The performance of the machine language code that the compiler creates: Given the same program, one compiler may create a program that runs quickly, whereas a second compiler may create that same program that runs much slower.
Ideally, you want a compiler that both compiles fast and creates programs that run fast.
Target platforms
Most compilers can compile programs only for a specific operating system, such as Linux or Windows. However, what happens if you need to write a program that runs on two or more operating systems?
You could write the program twice with two different compilers — one for each operating system. So, if you wanted to write a C++ program that runs under macOS and Windows, you could compile that program by using Microsoft Visual Studio (for Windows) and then write a similar program to compile by using Xcode (for macOS).
Of course, writing the same program two times for two different compilers on separate operating systems is a tremendous waste of time. As an alternative, some compilers are known as cross-compilers — they can create programs that work on multiple operating systems, such as Linux, macOS, and Windows. Figure 4-2 shows the Xojo cross-compiler, which lets you choose whether to compile a program for Linux, macOS, or Windows.
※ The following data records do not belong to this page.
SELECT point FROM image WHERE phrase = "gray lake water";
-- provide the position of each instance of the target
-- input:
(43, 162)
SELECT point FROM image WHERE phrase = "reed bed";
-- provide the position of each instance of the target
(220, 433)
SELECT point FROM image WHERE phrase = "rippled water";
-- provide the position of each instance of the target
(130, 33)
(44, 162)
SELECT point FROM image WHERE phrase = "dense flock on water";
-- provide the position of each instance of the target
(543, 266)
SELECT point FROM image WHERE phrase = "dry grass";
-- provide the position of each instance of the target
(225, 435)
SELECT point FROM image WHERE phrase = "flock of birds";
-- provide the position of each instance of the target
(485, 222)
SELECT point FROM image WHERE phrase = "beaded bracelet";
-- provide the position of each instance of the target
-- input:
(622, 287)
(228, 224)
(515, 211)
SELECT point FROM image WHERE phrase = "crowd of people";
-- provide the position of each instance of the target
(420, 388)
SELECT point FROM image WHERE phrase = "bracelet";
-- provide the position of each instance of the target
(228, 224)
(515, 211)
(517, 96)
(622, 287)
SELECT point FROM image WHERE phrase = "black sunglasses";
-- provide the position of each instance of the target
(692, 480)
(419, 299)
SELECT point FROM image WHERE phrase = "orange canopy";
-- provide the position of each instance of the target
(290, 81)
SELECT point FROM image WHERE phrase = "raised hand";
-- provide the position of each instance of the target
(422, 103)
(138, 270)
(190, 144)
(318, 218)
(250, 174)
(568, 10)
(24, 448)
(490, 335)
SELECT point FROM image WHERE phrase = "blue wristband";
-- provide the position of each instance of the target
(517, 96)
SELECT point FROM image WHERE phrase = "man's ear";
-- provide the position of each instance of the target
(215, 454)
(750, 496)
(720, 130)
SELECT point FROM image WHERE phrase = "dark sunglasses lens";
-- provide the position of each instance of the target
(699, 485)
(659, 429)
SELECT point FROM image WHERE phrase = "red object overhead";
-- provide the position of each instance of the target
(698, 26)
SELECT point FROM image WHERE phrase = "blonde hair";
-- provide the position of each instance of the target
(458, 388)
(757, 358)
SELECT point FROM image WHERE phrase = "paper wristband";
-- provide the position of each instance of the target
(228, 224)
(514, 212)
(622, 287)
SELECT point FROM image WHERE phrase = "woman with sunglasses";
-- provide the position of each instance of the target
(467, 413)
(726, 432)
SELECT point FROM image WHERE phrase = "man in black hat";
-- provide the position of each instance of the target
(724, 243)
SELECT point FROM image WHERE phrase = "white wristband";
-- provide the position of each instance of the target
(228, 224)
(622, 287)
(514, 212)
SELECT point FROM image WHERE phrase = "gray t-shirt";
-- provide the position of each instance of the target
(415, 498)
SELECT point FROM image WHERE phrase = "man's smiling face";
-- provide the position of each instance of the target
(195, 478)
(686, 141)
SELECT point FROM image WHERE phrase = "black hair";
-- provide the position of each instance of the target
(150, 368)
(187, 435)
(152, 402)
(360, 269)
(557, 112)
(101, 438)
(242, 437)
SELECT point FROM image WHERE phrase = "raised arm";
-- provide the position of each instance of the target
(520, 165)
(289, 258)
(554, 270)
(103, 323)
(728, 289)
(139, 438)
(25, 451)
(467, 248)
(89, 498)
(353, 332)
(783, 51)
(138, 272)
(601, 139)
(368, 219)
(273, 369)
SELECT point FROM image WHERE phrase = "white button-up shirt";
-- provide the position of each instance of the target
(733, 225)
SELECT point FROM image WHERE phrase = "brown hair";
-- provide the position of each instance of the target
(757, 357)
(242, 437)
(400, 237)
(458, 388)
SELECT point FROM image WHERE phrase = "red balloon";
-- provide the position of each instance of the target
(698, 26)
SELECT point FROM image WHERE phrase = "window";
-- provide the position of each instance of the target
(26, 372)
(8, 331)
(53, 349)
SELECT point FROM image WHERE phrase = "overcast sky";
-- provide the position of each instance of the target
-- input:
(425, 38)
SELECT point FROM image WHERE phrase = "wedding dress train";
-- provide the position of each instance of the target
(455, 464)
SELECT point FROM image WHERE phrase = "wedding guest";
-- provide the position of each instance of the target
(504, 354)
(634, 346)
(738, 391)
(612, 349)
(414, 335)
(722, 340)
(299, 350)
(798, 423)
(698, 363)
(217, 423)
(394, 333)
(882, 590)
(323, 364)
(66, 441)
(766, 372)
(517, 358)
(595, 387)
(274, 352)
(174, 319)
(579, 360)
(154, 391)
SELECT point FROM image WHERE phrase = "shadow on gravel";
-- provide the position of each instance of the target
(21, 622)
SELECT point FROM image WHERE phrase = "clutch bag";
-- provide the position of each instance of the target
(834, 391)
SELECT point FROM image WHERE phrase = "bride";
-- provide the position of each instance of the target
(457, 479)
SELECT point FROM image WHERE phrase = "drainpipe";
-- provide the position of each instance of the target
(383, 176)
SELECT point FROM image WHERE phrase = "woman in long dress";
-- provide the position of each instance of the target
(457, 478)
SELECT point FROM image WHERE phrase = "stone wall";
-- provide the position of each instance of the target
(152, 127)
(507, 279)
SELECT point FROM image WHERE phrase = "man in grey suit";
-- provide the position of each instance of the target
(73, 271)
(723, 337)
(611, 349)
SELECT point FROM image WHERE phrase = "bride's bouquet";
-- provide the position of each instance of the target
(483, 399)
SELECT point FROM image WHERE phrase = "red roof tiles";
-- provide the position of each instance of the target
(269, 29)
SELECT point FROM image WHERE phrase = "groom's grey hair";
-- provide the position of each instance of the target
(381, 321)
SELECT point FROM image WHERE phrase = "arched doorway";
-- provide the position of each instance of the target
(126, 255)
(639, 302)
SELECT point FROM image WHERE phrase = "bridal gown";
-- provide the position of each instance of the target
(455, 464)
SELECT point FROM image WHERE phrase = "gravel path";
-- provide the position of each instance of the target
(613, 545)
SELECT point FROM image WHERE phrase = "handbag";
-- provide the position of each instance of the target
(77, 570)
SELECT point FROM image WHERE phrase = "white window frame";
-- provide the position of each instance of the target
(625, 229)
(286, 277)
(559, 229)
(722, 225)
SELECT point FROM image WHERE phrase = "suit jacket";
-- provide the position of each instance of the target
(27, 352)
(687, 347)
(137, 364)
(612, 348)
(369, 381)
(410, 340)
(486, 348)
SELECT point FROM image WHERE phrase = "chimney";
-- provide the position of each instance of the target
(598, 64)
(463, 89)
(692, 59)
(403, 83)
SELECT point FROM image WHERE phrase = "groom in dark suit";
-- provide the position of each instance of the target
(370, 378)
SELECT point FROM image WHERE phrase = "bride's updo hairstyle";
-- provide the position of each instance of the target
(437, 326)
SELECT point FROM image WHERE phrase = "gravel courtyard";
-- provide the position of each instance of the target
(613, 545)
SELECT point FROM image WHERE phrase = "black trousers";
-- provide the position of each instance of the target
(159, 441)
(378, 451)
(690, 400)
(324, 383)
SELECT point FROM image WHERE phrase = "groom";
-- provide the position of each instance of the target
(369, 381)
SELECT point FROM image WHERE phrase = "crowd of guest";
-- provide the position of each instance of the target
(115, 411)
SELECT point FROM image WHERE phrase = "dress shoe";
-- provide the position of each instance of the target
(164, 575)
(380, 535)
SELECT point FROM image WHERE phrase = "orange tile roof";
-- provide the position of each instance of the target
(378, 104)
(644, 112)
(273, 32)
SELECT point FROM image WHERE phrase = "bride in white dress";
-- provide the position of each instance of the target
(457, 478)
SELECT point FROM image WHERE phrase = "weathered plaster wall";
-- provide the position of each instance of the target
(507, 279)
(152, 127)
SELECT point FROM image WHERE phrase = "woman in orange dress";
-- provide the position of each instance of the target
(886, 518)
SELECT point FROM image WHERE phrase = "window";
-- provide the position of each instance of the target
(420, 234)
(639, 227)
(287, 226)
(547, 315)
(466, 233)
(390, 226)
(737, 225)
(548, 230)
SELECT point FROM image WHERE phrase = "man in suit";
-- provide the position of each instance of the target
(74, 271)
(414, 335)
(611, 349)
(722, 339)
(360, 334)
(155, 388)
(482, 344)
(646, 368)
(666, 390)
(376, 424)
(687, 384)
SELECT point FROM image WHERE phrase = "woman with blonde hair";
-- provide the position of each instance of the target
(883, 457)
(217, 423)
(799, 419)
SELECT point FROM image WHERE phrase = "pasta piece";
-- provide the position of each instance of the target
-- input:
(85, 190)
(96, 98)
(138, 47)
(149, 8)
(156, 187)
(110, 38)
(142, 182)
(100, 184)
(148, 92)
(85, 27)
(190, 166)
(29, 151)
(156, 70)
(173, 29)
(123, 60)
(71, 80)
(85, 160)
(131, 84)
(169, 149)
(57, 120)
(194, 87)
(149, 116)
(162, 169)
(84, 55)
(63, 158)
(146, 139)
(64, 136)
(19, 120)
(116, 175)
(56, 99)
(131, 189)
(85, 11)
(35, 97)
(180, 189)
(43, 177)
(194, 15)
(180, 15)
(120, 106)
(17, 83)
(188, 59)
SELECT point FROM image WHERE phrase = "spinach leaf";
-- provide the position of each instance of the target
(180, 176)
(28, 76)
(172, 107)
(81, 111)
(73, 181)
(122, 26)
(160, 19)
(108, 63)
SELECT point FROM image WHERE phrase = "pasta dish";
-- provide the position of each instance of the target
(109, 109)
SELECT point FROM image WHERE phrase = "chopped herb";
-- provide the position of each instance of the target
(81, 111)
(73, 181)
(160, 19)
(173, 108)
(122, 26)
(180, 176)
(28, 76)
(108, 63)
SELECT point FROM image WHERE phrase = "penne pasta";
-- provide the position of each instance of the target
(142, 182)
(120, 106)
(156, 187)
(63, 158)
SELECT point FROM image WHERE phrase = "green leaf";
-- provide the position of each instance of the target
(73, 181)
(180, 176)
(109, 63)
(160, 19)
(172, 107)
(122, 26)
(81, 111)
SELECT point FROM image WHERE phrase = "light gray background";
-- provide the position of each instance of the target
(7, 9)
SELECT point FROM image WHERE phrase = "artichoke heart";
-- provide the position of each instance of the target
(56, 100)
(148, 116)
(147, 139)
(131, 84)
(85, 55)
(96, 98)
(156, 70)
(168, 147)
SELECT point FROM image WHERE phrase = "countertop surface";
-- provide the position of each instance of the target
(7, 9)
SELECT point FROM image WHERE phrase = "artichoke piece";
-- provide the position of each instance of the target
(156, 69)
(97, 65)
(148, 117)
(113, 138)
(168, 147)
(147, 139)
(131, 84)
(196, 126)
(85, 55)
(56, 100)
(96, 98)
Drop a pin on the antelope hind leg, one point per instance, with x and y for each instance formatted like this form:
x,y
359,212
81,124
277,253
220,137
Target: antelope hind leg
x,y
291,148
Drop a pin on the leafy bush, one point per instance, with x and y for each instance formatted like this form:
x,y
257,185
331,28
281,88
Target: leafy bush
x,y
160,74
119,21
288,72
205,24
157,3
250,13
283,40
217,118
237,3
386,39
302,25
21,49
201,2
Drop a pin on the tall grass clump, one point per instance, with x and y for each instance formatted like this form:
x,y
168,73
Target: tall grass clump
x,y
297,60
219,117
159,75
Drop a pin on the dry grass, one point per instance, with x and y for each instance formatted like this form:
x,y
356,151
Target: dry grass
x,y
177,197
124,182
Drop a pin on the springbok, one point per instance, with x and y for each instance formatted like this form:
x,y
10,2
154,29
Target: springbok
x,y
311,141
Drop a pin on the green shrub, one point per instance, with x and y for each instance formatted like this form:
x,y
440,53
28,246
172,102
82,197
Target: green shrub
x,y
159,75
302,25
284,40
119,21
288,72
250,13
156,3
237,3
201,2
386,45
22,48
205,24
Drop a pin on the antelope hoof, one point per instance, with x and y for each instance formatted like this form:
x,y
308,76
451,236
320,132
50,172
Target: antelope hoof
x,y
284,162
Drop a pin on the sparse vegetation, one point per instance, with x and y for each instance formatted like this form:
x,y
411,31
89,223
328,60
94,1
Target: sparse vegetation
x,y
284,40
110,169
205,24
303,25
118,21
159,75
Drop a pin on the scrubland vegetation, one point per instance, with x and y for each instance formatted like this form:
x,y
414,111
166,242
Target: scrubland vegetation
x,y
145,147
FIGURE 4-2: A cross-compiler lets you write a program and compile it for multiple operating systems at the click of a mouse.
With a cross-compiler, you can write a program once and compile it to run on multiple operating systems, effectively doubling or tripling your potential market. Without a cross-compiler, you may need to write a program for each compiler, under a different operating system, essentially doubling or tripling your work.
Although the idea of writing a program once and having it run on multiple operating systems may seem appealing, cross-compilers aren’t perfect. Chances are, you’ll have to tweak your program to run under each operating system, but those minor tweaks will be much easier than rewriting huge chunks of your program if you had to use two separate compilers.
Cost
Paying for a compiler doesn’t necessarily mean you’re getting a better compiler. The GCC compiler is free and one of the best compilers available.
Generally, you should only pay for a compiler if it offers a unique feature or programming language that you need or want to use. For learning purposes, you can find plenty of free compilers so you can study different programming languages without spending any money at all.
Windows users will most likely want to consider Microsoft Visual Studio (https://visualstudio.microsoft.com
), which comes in both free and commercial versions. Microsoft also offers a version of Visual Studio for the Mac to create macOS and iOS apps.
To create Mac, iPhone, iPad, Apple Watch, or Apple TV apps, use Apple’s free Xcode compiler (https://developer.apple.com/xcode
), which only runs on a Mac. Another free option from Apple is Swift Playgrounds (www.apple.com/swift/playgrounds
), which runs on a Mac or iPad and lets you write Swift code.
Because Linux is free, most Linux compilers are free, too, including the popular GCC compiler (https://gcc.gnu.org
), although you can buy commercial compilers if necessary.
Finding an Interpreter
Interpreters are commonly used for scripting languages, such as Perl or Python, but they’re rarely used for system programming languages, such as C++. That’s because if you write a program and use an interpreter, you must distribute a copy of your source code with the interpreter. Giving away your source code essentially gives away your program, so most commercial programs use a compiler instead.
However, interpreters can be useful for learning a programming language. By using an interpreter, you can focus solely on learning a programming language without the distraction of creating a complete program.
One popular type of interpreter is the online interpreter, which lets you use any browser to practice typing specific language commands. JDoodle (www.jdoodle.com
) lets you select from dozens of popular and obscure programming languages such as C++ and Swift, along with less common languages like Forth and Smalltalk.
If you’re interested in Flutter, Google’s cross-platform tool for creating Windows, Android, macOS, iOS, and Fuchsia apps, you can practice writing Dart code on the Flutter website (https://flutter.dev
), as shown in Figure 4-3.
FIGURE 4-3: The Flutter website lets you type and run code using any browser.
Nearly every web browser comes with a JavaScript interpreter. Web designers use JavaScript for creating interactive web pages, verifying information typed on a web page (such as a username and password), or opening pop-up windows that display advertisements.
Although JavaScript interpreters can be found in any web browser, you may have to download and install interpreters for other programming languages. Some popular programming languages for running programs on web servers (those computers responsible for displaying and retrieving information from web pages, such as shopping data) include
Perl (www.perl.com
)
PHP (www.php.net
)
Python (www.python.org
)
Ruby (www.ruby-lang.org
)
Not only do the preceding four languages have free interpreters that you can copy, but their interpreters also run on different operating systems. That means a Perl or Ruby program written on a Windows computer should run identically if it’s copied and run on a Linux or Mac computer.